Toutefois, l’UE reste prudente. En 2013, un accord a échoué après six ans et 15 cycles de négociations, en raison de la frustration européenne concernant l’accès au marché dans des secteurs allant de l’automobile aux boissons alcoolisées. En 2021, les négociations, longtemps bloquées, ont été relancées dans le cadre d’un accord commercial en trois parties, dans l’espoir de résoudre des questions telles que les droits de douane élevés imposés par l’Inde sur les voitures importées.
4. Indonésie
L’Indonésie est la plus grande économie de l’Association des Nations de l’Asie du Sud-Est (ASEAN) et le quatrième pays le plus peuplé au monde. L’UE est son cinquième partenaire commercial, mais malgré sa taille, l’Indonésie ne figure même pas parmi les 30 premiers partenaires commerciaux de l’UE. Cela représente un potentiel inexploité.
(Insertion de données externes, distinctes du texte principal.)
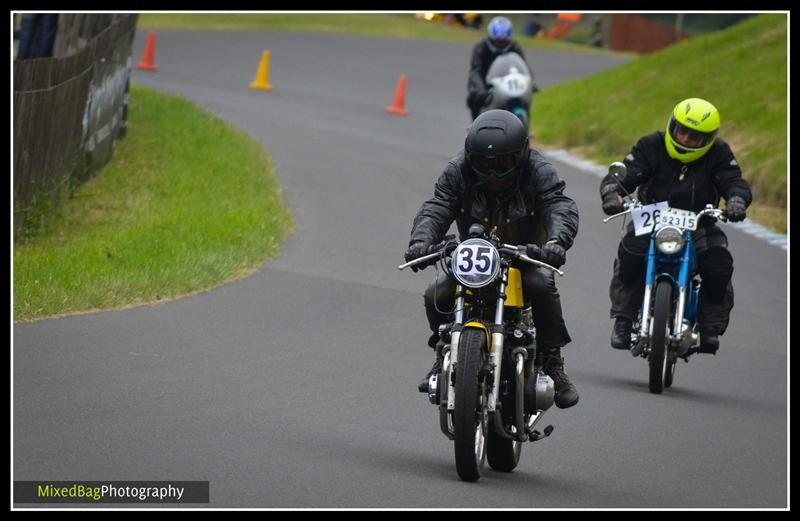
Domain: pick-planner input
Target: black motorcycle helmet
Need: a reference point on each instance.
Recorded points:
(496, 147)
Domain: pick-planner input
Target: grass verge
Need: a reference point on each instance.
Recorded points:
(741, 70)
(186, 204)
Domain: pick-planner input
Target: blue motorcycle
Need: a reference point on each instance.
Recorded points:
(666, 328)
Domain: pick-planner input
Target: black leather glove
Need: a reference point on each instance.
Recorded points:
(612, 202)
(553, 254)
(481, 96)
(415, 251)
(736, 209)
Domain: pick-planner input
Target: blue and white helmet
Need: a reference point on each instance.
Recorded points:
(500, 32)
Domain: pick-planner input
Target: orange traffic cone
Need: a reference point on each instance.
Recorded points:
(398, 106)
(262, 76)
(148, 60)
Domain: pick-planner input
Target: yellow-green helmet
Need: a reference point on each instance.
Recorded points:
(697, 121)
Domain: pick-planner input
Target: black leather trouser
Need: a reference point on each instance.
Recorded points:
(538, 288)
(714, 263)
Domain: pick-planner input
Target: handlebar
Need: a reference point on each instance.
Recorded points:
(717, 213)
(448, 245)
(517, 253)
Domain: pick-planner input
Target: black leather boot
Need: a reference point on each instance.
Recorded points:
(566, 394)
(621, 334)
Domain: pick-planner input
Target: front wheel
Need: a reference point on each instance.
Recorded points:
(658, 339)
(470, 417)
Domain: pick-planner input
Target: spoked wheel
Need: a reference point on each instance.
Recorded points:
(658, 340)
(470, 417)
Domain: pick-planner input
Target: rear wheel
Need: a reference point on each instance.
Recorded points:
(658, 339)
(470, 418)
(502, 453)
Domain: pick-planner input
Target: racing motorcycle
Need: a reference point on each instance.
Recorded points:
(666, 328)
(511, 86)
(492, 391)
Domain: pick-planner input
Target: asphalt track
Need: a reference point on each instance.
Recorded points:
(296, 387)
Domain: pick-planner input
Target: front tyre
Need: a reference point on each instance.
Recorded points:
(658, 340)
(470, 418)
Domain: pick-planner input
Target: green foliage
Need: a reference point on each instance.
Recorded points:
(175, 212)
(741, 70)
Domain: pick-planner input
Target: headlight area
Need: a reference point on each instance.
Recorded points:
(669, 240)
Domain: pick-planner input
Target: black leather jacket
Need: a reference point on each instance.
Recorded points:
(481, 60)
(535, 210)
(690, 186)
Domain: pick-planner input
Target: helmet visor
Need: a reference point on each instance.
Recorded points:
(688, 138)
(500, 43)
(500, 165)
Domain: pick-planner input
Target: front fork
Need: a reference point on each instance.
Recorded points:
(682, 331)
(495, 362)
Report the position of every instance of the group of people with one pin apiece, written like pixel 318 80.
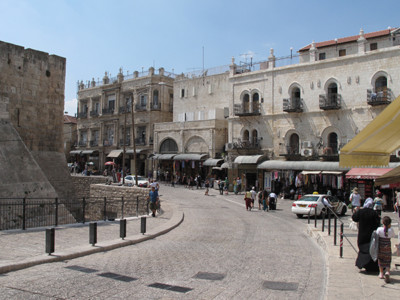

Les négociations de la dernière décennie ont été mouvementées, avec des différends qui ont été portés à plusieurs reprises devant l’Organisation mondiale du commerce. Jakarta espérait conclure les négociations avant l’entrée en fonction du nouveau gouvernement en octobre, mais cela s’est avéré trop ambitieux.
L’Union européenne vise principalement le nickel indonésien pour ses industries sidérurgique et automobile, mais l’Indonésie en a interdit l’exportation, ce que l’UE a contesté avec succès devant l’OMC.
Jakarta demande également plus de liberté dans le cadre de l’EUDR, qui vise à empêcher le déboisement de terres forestières à des fins agricoles, ce qui a un impact sur son industrie de l’huile de palme. L’UE ne cède toutefois pas sur ce point.
5. Asie du Sud-Est (Philippines, Malaisie, Thaïlande)
L’UE intensifie également ses efforts pour consolider ses liens avec les autres pays de l’ANASE, en reprenant les négociations commerciales au point mort avec la Malaisie, la Thaïlande et les Philippines.
Tous ces pays comptent l’UE parmi leurs principaux partenaires commerciaux. Avec un marché de plus de 660 millions de consommateurs, l’ASEAN, composée de 10 pays, est le troisième partenaire commercial de l’UE en dehors de l’Europe, après les États-Unis et la Chine. Cependant, les points de divergence ne sont pas négligeables.
Les désaccords sur l’industrie malaisienne de l’huile de palme, la deuxième au monde, ont conduit les deux parties à suspendre l’accord en 2013. Dans le cas des Philippines, les préoccupations relatives aux violations des droits de l’homme commises par l’ancien Premier ministre Rodrigo Duterte et l’hostilité envers l’Occident ont mis fin aux négociations, qui ont repris en 2023 après la démission de M. Duterte. De même, un coup d’État militaire en Thaïlande en 2014 a conduit l’UE à suspendre les discussions.
Entre-temps, le Premier ministre malaisien Anwar Ibrahim s’est rendu à Bruxelles en janvier pour demander un accord. L’UE prévoit qu’un premier cycle de négociations aura lieu avant l’été ou plus tard en 2025.
Les négociations en vue d’un accord de libre-échange (ALE) avec les Philippines et la Thaïlande se poursuivent, les prochains cycles étant prévus en juin : Bruxelles accueillera les négociations avec les Philippines, tandis qu’une délégation de l’UE se rendra à Bangkok pour les négociations avec la Thaïlande. Plusieurs chapitres de chaque négociation ont déjà fait l’objet d’un accord provisoire.